Despite the inconsistent reports, Bitcoin mining, at least from the perspective of the legacy crowd, is still primarily seen as a blight, environmentally speaking.
To that end, Kennedys justified its position, saying mining one Bitcoin generates the same carbon emissions as two billion Visa transactions. The firm stated that crypto also “raises major red flags” socially, pointing out the prevalence of pump and dump schemes and the frequent occurrence of DeFi hacks.
Further associations with cybercrime, sanction evasion, and money laundering mean “crypto probably does not belong in an ESG compatible portfolio,” said the firm.
“As things stand, crypto probably does not belong in an ESG compatible portfolio. Until Bitcoin cleans up its act, or less energy intensive coins become more mainstream, a company or investor engaging in crypto-related activities risks damaging their ESG credibility and reputation.”
That being said, Kennedys’ assessment of cryptocurrency’s ESG credentials had one glaring problem. As demonstrated in the quote above, the report lumped together Bitcoin and cryptocurrencies, often using the terms interchangeably.
There was also no mention of blockchain technology opening up access to financial services in economically marginalized communities or how cryptocurrencies have become unofficial currencies in inflation-hit countries, including Argentina.
While it’s tough to argue in favor of Bitcoin’s ESG compliance, with a wide variety of protocols in the space, it’s incorrect to treat the rest of the crypto industry the same.
In any case, the bigger question at hand is whether ESG compliance actually encourages responsible corporate behavior?

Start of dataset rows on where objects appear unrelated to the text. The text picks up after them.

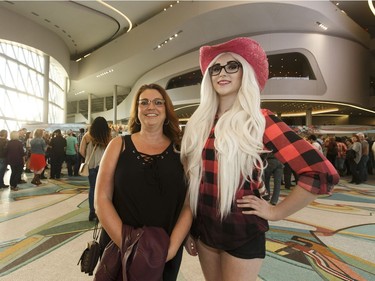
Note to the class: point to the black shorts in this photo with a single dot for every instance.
(255, 248)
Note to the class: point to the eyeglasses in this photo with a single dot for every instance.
(230, 67)
(146, 102)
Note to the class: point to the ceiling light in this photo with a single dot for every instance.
(104, 73)
(322, 26)
(117, 11)
(166, 41)
(79, 93)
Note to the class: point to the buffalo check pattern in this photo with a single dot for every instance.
(316, 174)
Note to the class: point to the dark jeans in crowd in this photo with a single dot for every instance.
(3, 168)
(71, 163)
(15, 175)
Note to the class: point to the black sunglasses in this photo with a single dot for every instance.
(230, 67)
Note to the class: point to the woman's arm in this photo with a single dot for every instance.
(83, 145)
(295, 201)
(108, 216)
(181, 229)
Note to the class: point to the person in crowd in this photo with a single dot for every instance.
(370, 163)
(38, 149)
(71, 153)
(357, 147)
(24, 136)
(349, 145)
(3, 164)
(15, 156)
(362, 165)
(80, 159)
(274, 169)
(287, 173)
(57, 154)
(141, 179)
(94, 143)
(313, 140)
(341, 156)
(223, 150)
(47, 139)
(332, 150)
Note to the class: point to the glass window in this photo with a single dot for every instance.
(22, 87)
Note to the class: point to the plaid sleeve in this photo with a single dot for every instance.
(315, 173)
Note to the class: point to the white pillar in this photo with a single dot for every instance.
(309, 117)
(89, 108)
(46, 90)
(115, 104)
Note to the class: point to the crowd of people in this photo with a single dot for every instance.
(38, 151)
(351, 156)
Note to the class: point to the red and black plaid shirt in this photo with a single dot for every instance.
(316, 174)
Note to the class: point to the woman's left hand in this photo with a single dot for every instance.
(253, 205)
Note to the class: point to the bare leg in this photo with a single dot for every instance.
(236, 269)
(209, 259)
(218, 265)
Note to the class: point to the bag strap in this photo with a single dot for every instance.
(96, 233)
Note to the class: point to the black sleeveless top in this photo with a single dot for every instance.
(149, 190)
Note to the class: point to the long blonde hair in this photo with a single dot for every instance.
(238, 138)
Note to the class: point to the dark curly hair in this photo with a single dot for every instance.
(100, 132)
(171, 127)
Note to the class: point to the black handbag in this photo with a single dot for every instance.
(91, 254)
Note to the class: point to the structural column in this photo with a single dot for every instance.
(115, 104)
(89, 108)
(46, 90)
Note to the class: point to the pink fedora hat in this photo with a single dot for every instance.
(249, 49)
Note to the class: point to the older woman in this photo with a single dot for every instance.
(141, 179)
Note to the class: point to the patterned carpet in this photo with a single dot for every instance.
(43, 231)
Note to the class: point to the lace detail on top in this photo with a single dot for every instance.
(151, 167)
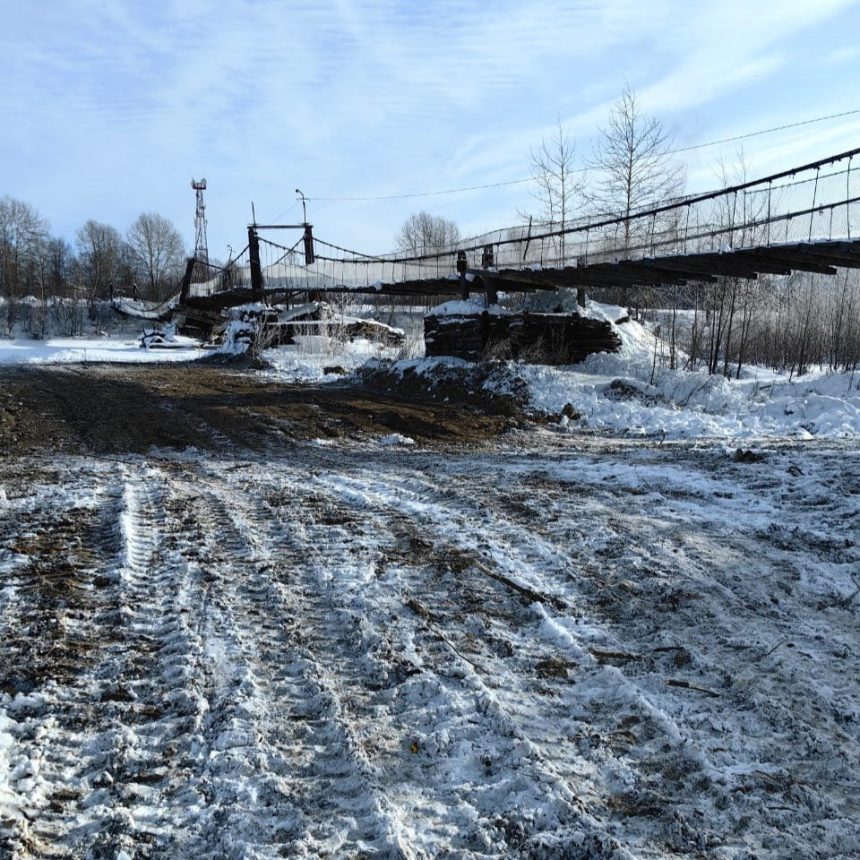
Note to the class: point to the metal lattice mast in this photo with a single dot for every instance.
(201, 245)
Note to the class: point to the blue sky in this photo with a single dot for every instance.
(110, 107)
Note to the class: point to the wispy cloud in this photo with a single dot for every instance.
(109, 107)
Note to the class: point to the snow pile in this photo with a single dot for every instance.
(64, 350)
(395, 439)
(317, 358)
(237, 337)
(465, 308)
(625, 392)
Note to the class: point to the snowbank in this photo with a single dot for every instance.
(625, 393)
(316, 358)
(465, 308)
(62, 350)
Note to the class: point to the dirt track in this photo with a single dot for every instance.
(111, 408)
(542, 647)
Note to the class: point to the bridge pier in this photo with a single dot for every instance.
(257, 292)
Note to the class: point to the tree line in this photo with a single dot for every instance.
(144, 263)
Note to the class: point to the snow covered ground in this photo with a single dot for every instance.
(556, 647)
(65, 350)
(320, 359)
(655, 401)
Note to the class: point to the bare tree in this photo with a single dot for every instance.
(423, 233)
(157, 252)
(100, 257)
(634, 165)
(23, 234)
(559, 184)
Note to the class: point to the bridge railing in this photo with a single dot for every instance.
(814, 202)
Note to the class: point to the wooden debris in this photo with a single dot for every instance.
(544, 338)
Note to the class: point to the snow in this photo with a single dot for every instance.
(682, 404)
(308, 359)
(331, 651)
(62, 350)
(395, 439)
(466, 307)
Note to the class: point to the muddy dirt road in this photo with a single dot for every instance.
(543, 647)
(119, 408)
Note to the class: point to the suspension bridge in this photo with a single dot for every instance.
(802, 219)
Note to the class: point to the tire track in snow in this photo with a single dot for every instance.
(323, 795)
(445, 807)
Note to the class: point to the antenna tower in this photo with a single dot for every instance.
(201, 245)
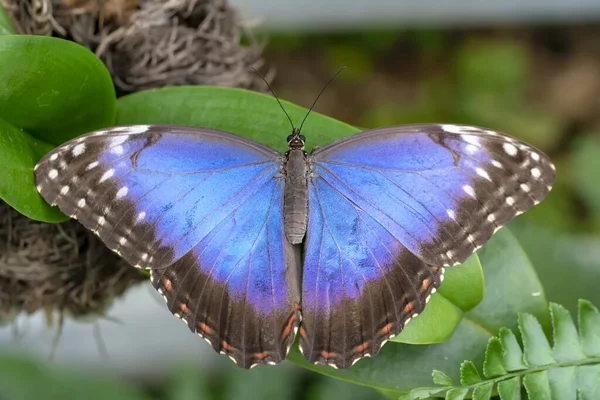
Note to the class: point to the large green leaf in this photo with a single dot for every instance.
(6, 25)
(568, 265)
(53, 89)
(250, 114)
(259, 117)
(511, 285)
(399, 368)
(19, 153)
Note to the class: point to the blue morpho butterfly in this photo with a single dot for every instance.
(250, 247)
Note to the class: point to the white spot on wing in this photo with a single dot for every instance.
(122, 192)
(497, 164)
(471, 149)
(452, 128)
(471, 139)
(117, 140)
(469, 190)
(107, 175)
(78, 150)
(510, 149)
(117, 150)
(451, 214)
(481, 172)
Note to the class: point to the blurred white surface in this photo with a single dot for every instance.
(326, 15)
(148, 340)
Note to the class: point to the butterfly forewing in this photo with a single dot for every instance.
(388, 209)
(200, 208)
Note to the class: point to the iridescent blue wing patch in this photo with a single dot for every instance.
(202, 209)
(388, 209)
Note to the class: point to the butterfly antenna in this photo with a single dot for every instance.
(274, 95)
(317, 99)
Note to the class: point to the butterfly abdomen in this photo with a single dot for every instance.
(295, 196)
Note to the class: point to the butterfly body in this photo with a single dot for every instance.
(251, 247)
(295, 199)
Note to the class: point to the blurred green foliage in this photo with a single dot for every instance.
(474, 78)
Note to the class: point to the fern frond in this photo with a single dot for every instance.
(567, 369)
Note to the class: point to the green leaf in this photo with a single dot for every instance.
(250, 114)
(511, 285)
(464, 278)
(562, 383)
(6, 25)
(537, 386)
(420, 393)
(469, 374)
(456, 394)
(440, 378)
(19, 153)
(568, 265)
(493, 364)
(545, 377)
(483, 392)
(586, 164)
(510, 389)
(588, 382)
(439, 314)
(566, 340)
(589, 328)
(537, 348)
(53, 89)
(513, 355)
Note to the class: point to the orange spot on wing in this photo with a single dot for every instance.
(226, 346)
(260, 356)
(288, 326)
(302, 332)
(205, 328)
(425, 284)
(361, 348)
(386, 329)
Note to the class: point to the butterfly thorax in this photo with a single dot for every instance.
(295, 197)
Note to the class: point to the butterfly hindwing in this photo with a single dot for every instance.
(360, 284)
(388, 209)
(201, 209)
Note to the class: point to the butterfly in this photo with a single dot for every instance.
(251, 247)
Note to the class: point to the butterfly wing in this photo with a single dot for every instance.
(201, 209)
(388, 209)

The tide is turning against ESG
ESG could be considered a way to reconcile internal conflicts between growing wealth and acting responsibly. But a recent Harvard Business Review found that ESG funds fared poorly when it came to the former.
“Although the highest rated funds in terms of sustainability certainly attracted more capital than the lowest rated funds, none of the high sustainability funds outperformed any of the lowest rated funds.”

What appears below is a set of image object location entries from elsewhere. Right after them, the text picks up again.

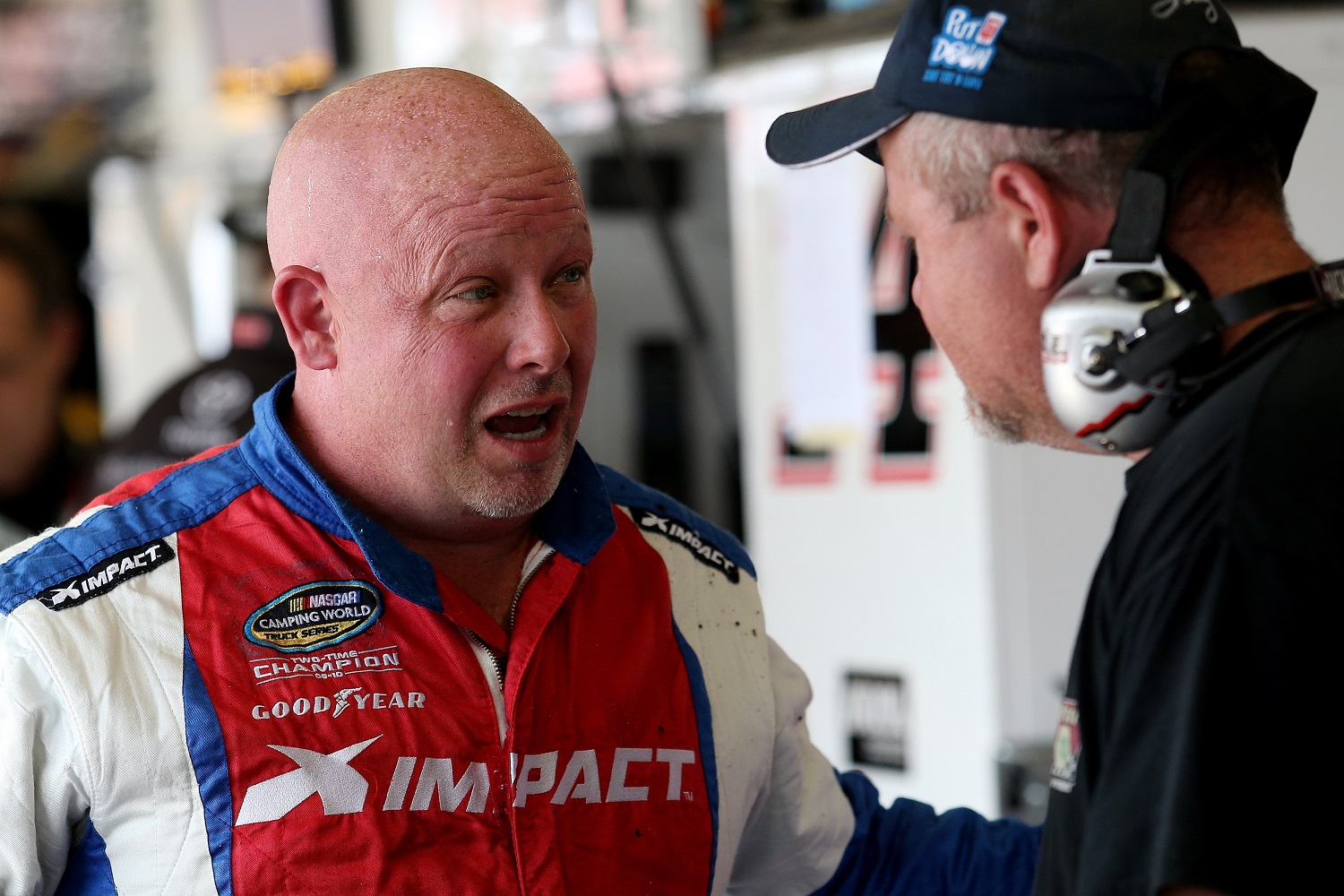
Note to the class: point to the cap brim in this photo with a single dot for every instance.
(832, 129)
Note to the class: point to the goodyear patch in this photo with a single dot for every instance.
(314, 616)
(690, 538)
(107, 575)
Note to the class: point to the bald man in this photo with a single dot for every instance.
(406, 637)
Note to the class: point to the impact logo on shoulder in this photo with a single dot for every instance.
(314, 616)
(107, 575)
(690, 538)
(961, 54)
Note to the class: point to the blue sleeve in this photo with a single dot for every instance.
(910, 850)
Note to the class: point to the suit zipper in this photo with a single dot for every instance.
(488, 659)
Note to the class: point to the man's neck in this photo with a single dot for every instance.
(1254, 250)
(488, 573)
(484, 557)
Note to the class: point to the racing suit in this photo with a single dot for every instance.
(225, 678)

While some investors may expect to concede returns in favor of ESG performance, it was also noted that ESG funds aren’t much cop when it comes to ESG performance either.

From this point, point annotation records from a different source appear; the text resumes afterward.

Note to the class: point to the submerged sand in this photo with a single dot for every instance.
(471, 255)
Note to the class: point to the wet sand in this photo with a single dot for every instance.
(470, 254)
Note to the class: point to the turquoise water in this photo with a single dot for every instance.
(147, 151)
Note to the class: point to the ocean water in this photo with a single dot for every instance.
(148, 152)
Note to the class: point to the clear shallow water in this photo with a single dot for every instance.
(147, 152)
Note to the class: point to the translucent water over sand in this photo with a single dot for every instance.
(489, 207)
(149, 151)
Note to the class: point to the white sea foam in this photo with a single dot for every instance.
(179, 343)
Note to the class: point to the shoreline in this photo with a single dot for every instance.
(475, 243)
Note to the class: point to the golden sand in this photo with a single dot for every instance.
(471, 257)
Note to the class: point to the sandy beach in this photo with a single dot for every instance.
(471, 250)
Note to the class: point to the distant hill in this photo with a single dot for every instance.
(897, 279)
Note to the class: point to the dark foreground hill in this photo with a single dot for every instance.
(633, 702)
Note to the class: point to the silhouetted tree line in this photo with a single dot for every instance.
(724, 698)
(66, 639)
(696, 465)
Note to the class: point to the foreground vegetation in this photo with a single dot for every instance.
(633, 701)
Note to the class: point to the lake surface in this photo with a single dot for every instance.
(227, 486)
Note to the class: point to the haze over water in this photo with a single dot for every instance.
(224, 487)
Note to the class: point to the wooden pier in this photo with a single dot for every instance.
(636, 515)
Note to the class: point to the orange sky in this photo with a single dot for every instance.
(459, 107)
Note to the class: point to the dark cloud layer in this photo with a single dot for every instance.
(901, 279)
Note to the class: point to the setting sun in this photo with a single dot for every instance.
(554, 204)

A study conducted by Columbia University and the London School of Economics looked at the ESG record of US firms in 147 ESG fund portfolios versus that of US firms in non-ESG portfolios. Those in the ESG portfolios were noted to have worse compliance records and failed to improve compliance once added to an ESG portfolio.
“They found that the companies in the ESG portfolios had worse compliance record for both labor and environmental rules. They also found that companies added to ESG portfolios did not subsequently improve compliance with labor or environmental regulations.”
The author concluded that funds invested in companies that champion ESG gain little in returns or in furthering ESG interests.
Musk calls ESG a scam
Last week, the S&P 500 ESG Index dropped Tesla while keeping oil firm ExxonMobil. Tesla CEO Elon Musk responded by calling “ESG a scam,” that has become “weaponized by phony social justice warriors.”
The report marked down Tesla, over its social and governance aspects, due to claims of racial discrimination and poor working conditions at its Fremont plant. It also mentioned the deaths linked to the carmaker’s autopilot feature.
Shedding light on the matter, Tony Tursich, Fund Manager at Calamos Global Sustainable Equities Fund, said there is little substance behind ESG, as investment managers rely on data providers to determine compliance.
“The majority of investment managers that are applying ESG are simply paying money to data providers to tell them what is good ESG.”
What’s more, unlike credit scores applied by credit agencies, ESG has no standard definitions. One could say the system is as meticulous as sticking a finger in the air.
As such, casting the lip service to one side, it’s no significant loss if crypto is deemed non-ESG compliant.